The last time I checked in with Bothell, WA-based Halosource in July, it was gaining momentum with a cheap, simple technology for purifying drinking water that was being used by a million people in India. Nine months later, privately held Halosource, a company with just 100 employees, appears to have a hit on its hands. More than 2 million people in India are now getting clean drinking water through its proprietary technique, and now it has its eyes on expanding into new markets in China and Brazil.
Today, Halosource is announcing another milestone to help it hit crack those markets: The U.S. Environmental Protection Agency has certified that its HaloPure system is safe and effective at providing clean drinking water. If all continues to go according to plan, this ought to help the company form more partnerships with distributors like the one in India that has turned HaloPure into a fast-growing product. I heard more about this strategy a few days ago during a phone conversation with chief financial officer James Thompson.
Clean drinking water may not sound like a big deal in this country, but something like a billion people on Earth don’t have enough of it, making this one of the biggest root causes for health disparities in developing countries. The UN estimates that 2.2 million people died from unclean drinking water in 2004. Since many countries lack basic municipal water purifying systems and sewers to keep their water clean, businesses in the developed world have their eyes on consumer products to provide clean drinking water. It’s a market that is worth an estimated $18 billion, and growing at 22 percent annually, according to research firm Frost & Sullivan.
Standard off-the-shelf products aren’t really up to this task: Carbon-filtering systems like Brita can get rid of dirt and sediment particles, but don’t kill viruses or bacteria that make people sick with diarrhea, dysentery, or cholera. Chlorine tablets can do that trick, but who wants water that tastes like that?
Some new technologies for consumers have come along in China and India, like reverse osmosis or ultraviolet lights in water tanks, although those cost $200 to $350 for a home system, and depend on reliable water pressure and electricity. That’s not realistic in many countries, Halosource CEO John Kaestle told me last summer.

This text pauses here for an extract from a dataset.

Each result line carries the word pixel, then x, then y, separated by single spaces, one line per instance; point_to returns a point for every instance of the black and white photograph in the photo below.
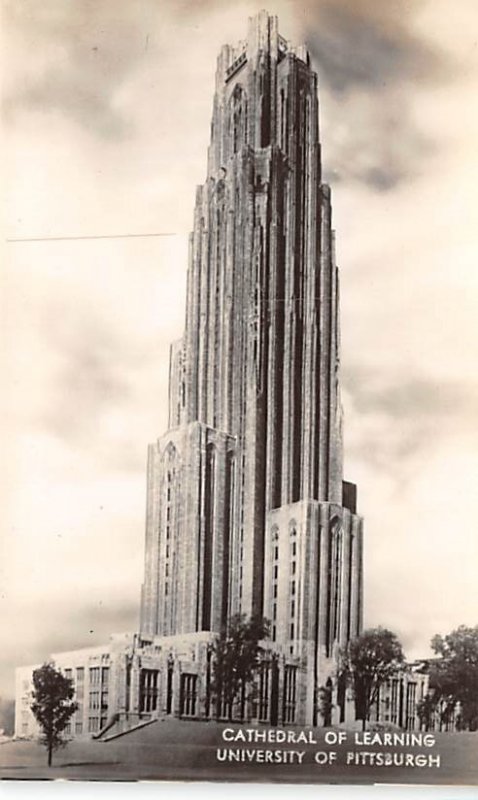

Halosource, though, uses a system that depends on a power source that’s reliable everywhere, and costs nothing: gravity. The company makes a yo-yo like cartridge that sits at the bottom of a broad water jug, about the size of a Gatorade cooler. The water flows down by gravity through the Halosource cartridge, which is filled with tiny polystyrene beads coated with bromine, a chemical that kills germs like chlorine does, but without the bad taste.
“We believe HaloPure is the most important non-electric drinking water disinfection technology to reach full commercialization and regulatory approvals in the past decade,” says Andrew Clews, Halosource’s vice president of marketing, in an e-mail.